Ray optics analogy for the three-pulse stimulated photon echo experiment. The rays represent the phase evolution of the quantum system. (a) After the initial pulse (τ = 0), the rays fan out with slopes determined by the value of the offset from the mean frequency of individual members of the inhomogeneous distribution. The second pulse (first lens) collimates the rays by converting the superposition into a population state. The third pulse (second lens) refocuses the rays by converting the population state to the Hermitian conjugate of the first superposition state. The echo intensity is proportional to the square of the field amplitude and thus depends on the amount of constructive interference generated by the third (rephasing) pulse. For a wide inhomogeneous distribution, the constructive interference is restricted to a very short time interval at around t = τ, depicted by the sharpness of focus produced by the second lens. (b) The disruption of the smooth phase evolution during the population period, T, and during the two coherence periods (τ and t) leads to a loss of refocusing ability. Thus, by recording the photon echo as a function of the population period, the fluctuations in the inhomogeneous distribution (“spectral diffusion”) can be followed.

So far, we have described a system without external interactions. Fig. 1b depicts the situation in which interactions with the environment alter the transition frequencies of the molecule. Dephasing processes change the slope of the rays during periods t and τ whereas spectral diffusion—the evolution of the inhomogeneous distribution referred to by Lim et al. (6)—occurs during the population period T. An attractive aspect of the three-pulse stimulated echo is that the population period can be long (compared with the short-lived superposition states), thus giving a long period for the system to report on the fluctuations it is receiving. Clearly, all of the fluctuations shown in Fig. 1b diminish the refocusing (“rephasing”) ability of the third pulse, decreasing the echo intensity. However, following the lead of Silvestri et al. (9), Lim et al. (6) recorded the two symmetry-related echo signals obtained by interchanging the time order of pulses one and two (see Fig. 1 of ref. 6). It turns out that the position of the maximum of the echo signal (integrated over the time period t), or, more generally, its first moment, is a very sensitive measure of the memory the system retains for the transition frequency it had at the moment of the initial excitation.
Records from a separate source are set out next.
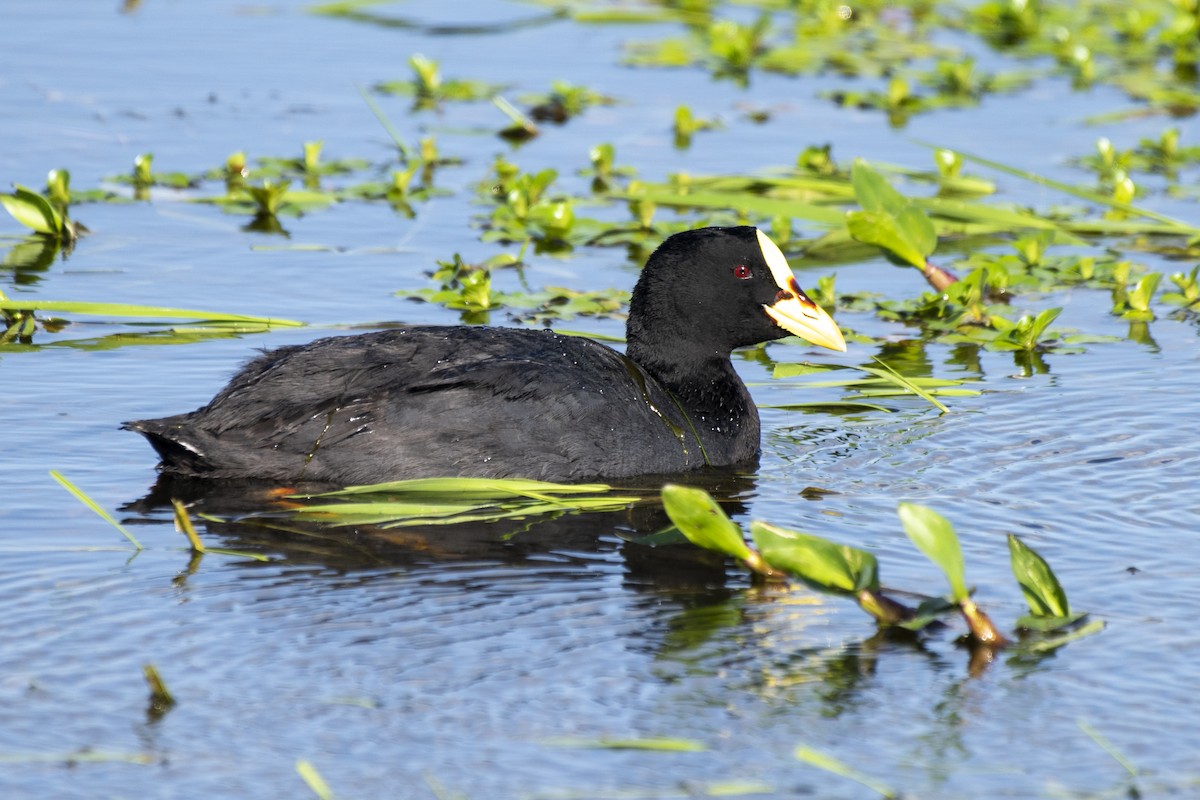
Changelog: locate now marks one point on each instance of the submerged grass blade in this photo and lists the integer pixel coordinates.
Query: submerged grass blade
(471, 487)
(893, 377)
(1108, 746)
(184, 524)
(831, 764)
(95, 506)
(406, 155)
(127, 310)
(161, 699)
(448, 500)
(660, 744)
(313, 780)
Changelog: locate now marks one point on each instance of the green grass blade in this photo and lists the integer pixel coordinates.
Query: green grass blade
(893, 377)
(743, 203)
(831, 764)
(127, 310)
(658, 744)
(1109, 747)
(406, 155)
(471, 487)
(1091, 197)
(95, 506)
(313, 780)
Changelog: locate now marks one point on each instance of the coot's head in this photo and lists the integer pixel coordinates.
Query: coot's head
(709, 290)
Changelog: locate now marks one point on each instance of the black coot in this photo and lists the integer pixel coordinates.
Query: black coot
(495, 402)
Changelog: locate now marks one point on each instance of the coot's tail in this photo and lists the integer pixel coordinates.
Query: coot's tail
(168, 437)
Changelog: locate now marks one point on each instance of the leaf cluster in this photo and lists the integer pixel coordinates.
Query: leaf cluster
(853, 573)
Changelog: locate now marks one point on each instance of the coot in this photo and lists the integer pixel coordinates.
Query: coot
(495, 402)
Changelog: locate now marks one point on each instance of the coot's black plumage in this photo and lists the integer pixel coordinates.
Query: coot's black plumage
(493, 402)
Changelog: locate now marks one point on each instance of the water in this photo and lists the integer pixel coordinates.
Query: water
(456, 661)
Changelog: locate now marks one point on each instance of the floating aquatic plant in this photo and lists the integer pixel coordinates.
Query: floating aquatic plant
(855, 573)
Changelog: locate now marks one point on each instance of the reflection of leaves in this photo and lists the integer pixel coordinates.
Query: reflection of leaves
(25, 258)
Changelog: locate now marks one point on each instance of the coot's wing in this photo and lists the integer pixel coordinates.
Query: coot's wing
(424, 402)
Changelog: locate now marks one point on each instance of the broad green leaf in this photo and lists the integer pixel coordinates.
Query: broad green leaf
(934, 535)
(1049, 624)
(816, 560)
(885, 230)
(874, 192)
(1043, 593)
(33, 210)
(703, 522)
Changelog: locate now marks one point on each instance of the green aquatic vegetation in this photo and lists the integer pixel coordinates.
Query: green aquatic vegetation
(897, 100)
(1134, 304)
(725, 47)
(834, 767)
(430, 89)
(269, 199)
(184, 525)
(521, 127)
(143, 178)
(161, 699)
(468, 288)
(934, 536)
(1049, 607)
(895, 223)
(438, 501)
(853, 573)
(21, 317)
(313, 780)
(604, 170)
(309, 166)
(867, 385)
(1188, 294)
(563, 102)
(45, 216)
(687, 125)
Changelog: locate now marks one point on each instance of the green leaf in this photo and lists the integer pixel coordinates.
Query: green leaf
(1043, 593)
(816, 560)
(874, 192)
(310, 775)
(883, 230)
(934, 535)
(831, 764)
(703, 522)
(33, 210)
(472, 487)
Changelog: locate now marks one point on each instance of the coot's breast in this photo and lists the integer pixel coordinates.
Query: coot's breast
(435, 402)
The results of Lim et al. (6) for azide ion bound to carbonic anhydrase II and hemoglobin, and CO bound to myoglobin, are of relevance to current debates concerning the role of protein fluctuations in enzyme catalysis, for example, involving hydrogen transfer (10), in the rebinding of small molecules to their ligands (11 and references therein), and on long range biological electron and energy transfer (12, 13). Lim et al. (6) find that memory of the inhomogeneous distribution is retained for much longer timescales in the protein environment than for the same ions in aqueous solution. The new results provide a real challenge to theorists because the fluctuations in vibrational frequency involve changes in the electronic nature of the small molecule probes. Modeling them requires highly specific calculations and therefore results in detailed descriptions of the timescale, amplitude, and molecular nature of active site fluctuations in proteins.